Lettre - François Coppée
Non, ce n’est pas en vous «un idéal» que j’aime,
C’est vous tout simplement, mon enfant, c’est vous-même.
Telle Dieu vous a faite, et telle je vous veux.
Et rien ne m’éblouit, ni l’or de vos cheveux,
Ni le feu sombre et doux de vos larges prunelles,
Bien que ma passion ait pris sa source en elles.
Comme moi, vous devez avoir plus d’un défaut ;
Pourtant c’est vous que j’aime et c’est vous qu’il me faut.
Je ne poursuis pas là de chimère impossible ;
Non, non ! mais seulement, si vous êtes sensible
Au sentiment profond, pur, fidèle et sacré,
Que j’ai conçu pour vous et que je garderai,
Et si nous triomphons de ce qui nous sépare,
Le rêve, chère enfant, où mon esprit s’égare,
C’est d’avoir à toujours chérir et protéger
Vous comme vous voilà, vous sans y rien changer.
Je vous sais le coeur bon, vous n’êtes point coquette ;
Mais je ne voudrais pas que vous fussiez parfaite,
Et le chagrin qu’un jour vous me pourrez donner,
J’y tiens pour la douceur de vous le pardonner.
Je veux joindre, si j’ai le bonheur que j’espère,
A l’ardeur de l’amant l’indulgence du père
Et devenir plus doux quand vous me ferez mal.
Voyez, je ne mets pas en vous «un idéal»
Et de l’humanité je connais la faiblesse ;
Mais je vous crois assez de coeur et de noblesse;
Pour espérer que, grâce à mon effort constant,
Vous m’aimerez un peu, moi qui vous aime tant !

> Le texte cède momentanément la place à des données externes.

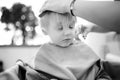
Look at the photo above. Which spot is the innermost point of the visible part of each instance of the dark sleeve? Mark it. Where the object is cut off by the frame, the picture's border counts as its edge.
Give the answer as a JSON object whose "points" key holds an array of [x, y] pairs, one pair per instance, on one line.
{"points": [[101, 74], [106, 16]]}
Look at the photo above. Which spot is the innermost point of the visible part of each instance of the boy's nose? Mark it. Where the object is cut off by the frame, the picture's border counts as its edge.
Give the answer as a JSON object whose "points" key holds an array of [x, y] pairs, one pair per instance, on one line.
{"points": [[67, 32]]}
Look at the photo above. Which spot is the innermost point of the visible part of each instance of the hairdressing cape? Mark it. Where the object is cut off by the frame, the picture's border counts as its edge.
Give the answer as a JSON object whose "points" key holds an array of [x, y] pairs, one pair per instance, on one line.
{"points": [[68, 63]]}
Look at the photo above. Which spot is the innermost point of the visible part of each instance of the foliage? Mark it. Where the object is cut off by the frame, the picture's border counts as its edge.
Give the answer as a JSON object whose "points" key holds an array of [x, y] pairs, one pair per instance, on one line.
{"points": [[21, 16]]}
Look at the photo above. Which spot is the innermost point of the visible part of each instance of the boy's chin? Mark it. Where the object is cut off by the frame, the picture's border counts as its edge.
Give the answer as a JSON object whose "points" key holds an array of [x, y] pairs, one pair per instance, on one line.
{"points": [[64, 44]]}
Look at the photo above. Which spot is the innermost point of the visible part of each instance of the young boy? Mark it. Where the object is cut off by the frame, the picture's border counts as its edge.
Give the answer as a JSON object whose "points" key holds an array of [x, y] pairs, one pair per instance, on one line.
{"points": [[64, 57]]}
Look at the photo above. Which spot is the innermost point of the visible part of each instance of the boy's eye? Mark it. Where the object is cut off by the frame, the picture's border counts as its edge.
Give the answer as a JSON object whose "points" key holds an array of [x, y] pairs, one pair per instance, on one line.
{"points": [[60, 28], [71, 27]]}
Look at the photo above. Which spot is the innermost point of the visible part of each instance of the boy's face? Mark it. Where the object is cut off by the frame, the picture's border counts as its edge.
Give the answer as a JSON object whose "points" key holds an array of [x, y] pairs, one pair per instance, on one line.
{"points": [[61, 32]]}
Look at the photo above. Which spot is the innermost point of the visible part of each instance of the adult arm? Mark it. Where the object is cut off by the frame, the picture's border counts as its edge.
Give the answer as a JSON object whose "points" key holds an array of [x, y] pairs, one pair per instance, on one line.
{"points": [[106, 14]]}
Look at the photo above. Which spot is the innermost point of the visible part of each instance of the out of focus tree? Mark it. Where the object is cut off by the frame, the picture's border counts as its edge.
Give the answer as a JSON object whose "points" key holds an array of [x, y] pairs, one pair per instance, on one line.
{"points": [[6, 16], [22, 17]]}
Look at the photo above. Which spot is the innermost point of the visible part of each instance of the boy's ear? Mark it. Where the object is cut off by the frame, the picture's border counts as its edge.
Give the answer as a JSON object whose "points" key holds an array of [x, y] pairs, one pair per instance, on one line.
{"points": [[44, 31]]}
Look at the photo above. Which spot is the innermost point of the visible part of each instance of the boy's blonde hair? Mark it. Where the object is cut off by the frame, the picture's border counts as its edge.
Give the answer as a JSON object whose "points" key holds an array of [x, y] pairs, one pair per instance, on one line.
{"points": [[64, 18]]}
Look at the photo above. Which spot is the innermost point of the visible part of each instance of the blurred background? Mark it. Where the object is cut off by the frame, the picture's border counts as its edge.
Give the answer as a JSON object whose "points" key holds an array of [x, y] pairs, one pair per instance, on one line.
{"points": [[21, 35]]}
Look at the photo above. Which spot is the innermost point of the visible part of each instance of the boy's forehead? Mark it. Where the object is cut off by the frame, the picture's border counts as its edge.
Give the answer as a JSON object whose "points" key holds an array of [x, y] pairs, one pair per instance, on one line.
{"points": [[60, 19]]}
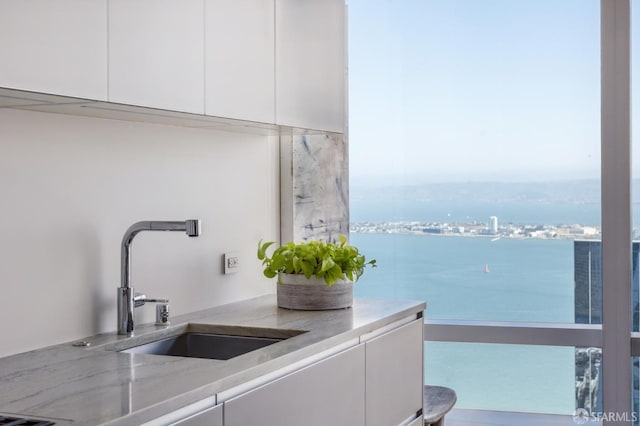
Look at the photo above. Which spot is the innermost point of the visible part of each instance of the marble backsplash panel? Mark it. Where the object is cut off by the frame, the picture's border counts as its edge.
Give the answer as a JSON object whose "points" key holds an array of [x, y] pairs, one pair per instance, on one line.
{"points": [[320, 187]]}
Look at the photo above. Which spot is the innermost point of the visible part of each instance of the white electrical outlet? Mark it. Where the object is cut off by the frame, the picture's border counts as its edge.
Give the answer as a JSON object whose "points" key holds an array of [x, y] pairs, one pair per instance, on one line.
{"points": [[231, 262]]}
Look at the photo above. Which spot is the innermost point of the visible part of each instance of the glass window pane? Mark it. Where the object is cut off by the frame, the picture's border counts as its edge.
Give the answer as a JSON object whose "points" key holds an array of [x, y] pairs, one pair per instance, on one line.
{"points": [[522, 378], [475, 154]]}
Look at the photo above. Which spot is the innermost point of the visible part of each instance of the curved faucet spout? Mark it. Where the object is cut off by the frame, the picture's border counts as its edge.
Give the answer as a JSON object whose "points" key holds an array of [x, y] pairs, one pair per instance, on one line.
{"points": [[125, 292], [190, 227]]}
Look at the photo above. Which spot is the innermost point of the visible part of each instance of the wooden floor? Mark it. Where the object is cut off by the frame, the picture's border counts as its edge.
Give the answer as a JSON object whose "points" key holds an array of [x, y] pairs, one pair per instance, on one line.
{"points": [[460, 417]]}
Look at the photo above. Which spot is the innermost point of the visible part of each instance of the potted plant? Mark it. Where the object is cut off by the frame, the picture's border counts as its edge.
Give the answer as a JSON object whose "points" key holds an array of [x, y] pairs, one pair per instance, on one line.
{"points": [[314, 275]]}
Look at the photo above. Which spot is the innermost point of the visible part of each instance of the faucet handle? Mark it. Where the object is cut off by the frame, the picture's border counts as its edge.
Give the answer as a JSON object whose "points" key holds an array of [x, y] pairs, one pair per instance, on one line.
{"points": [[162, 313]]}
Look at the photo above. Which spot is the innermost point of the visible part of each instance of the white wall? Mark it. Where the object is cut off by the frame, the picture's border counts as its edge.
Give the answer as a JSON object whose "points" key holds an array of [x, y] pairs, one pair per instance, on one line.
{"points": [[71, 186]]}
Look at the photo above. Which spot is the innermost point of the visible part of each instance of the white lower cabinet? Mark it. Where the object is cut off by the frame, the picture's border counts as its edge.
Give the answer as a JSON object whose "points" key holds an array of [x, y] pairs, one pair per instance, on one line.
{"points": [[375, 383], [394, 375], [209, 417], [329, 392]]}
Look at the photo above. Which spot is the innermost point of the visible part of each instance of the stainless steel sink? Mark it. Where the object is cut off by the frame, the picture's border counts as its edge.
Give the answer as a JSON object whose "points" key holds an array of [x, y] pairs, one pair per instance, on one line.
{"points": [[203, 345]]}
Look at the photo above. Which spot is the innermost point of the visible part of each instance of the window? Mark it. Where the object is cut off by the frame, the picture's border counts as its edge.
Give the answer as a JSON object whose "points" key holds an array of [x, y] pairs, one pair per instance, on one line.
{"points": [[475, 152]]}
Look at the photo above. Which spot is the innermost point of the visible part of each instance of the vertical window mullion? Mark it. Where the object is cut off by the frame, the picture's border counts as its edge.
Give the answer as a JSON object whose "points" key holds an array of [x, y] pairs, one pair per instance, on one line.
{"points": [[616, 207]]}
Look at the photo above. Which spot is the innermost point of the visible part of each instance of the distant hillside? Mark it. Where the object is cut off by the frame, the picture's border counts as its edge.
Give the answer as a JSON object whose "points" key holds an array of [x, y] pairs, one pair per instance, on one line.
{"points": [[552, 192]]}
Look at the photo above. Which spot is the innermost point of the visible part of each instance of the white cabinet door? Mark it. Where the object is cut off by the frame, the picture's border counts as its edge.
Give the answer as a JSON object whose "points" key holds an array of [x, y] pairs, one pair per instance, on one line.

Publié en 1877 dans le recueil L’Exilée
François Coppée (1842-1908), poète parnassien puis chantre du réalisme lyrique, incarne une transition littéraire entre l’idéalisme et l’intimisme bourgeois. Né à Paris, ce fonctionnaire du ministère de la Guerre devenu archiviste de la Comédie-Française connaît la gloire avec des pièces comme Le Passant (1869), avant de se tourner vers une poésie urbaine et populaire. Son recueil L’Exilée (1877) dont est extrait Lettre, révèle une sensibilité amoureuse originale. Ce poème rompt avec les canons romantiques en célébrant l’amour concret : « C’est vous tout simplement […] / Comme moi, vous devez avoir plus d’un défaut ». Par ce rejet de « l’idéal » au profit d’une tendresse humaine assumée (« l’indulgence du père » mêlée à « l’ardeur de l’amant »), Coppée invente un lyrisme conjugal moderne où l’imperfection devient gage d’authenticité. Ce positionnement, à contre-courant des passions exacerbées de son siècle, explique la postérité de cette œuvre qui parle d’amour durable plutôt que de fulgurances éphémères.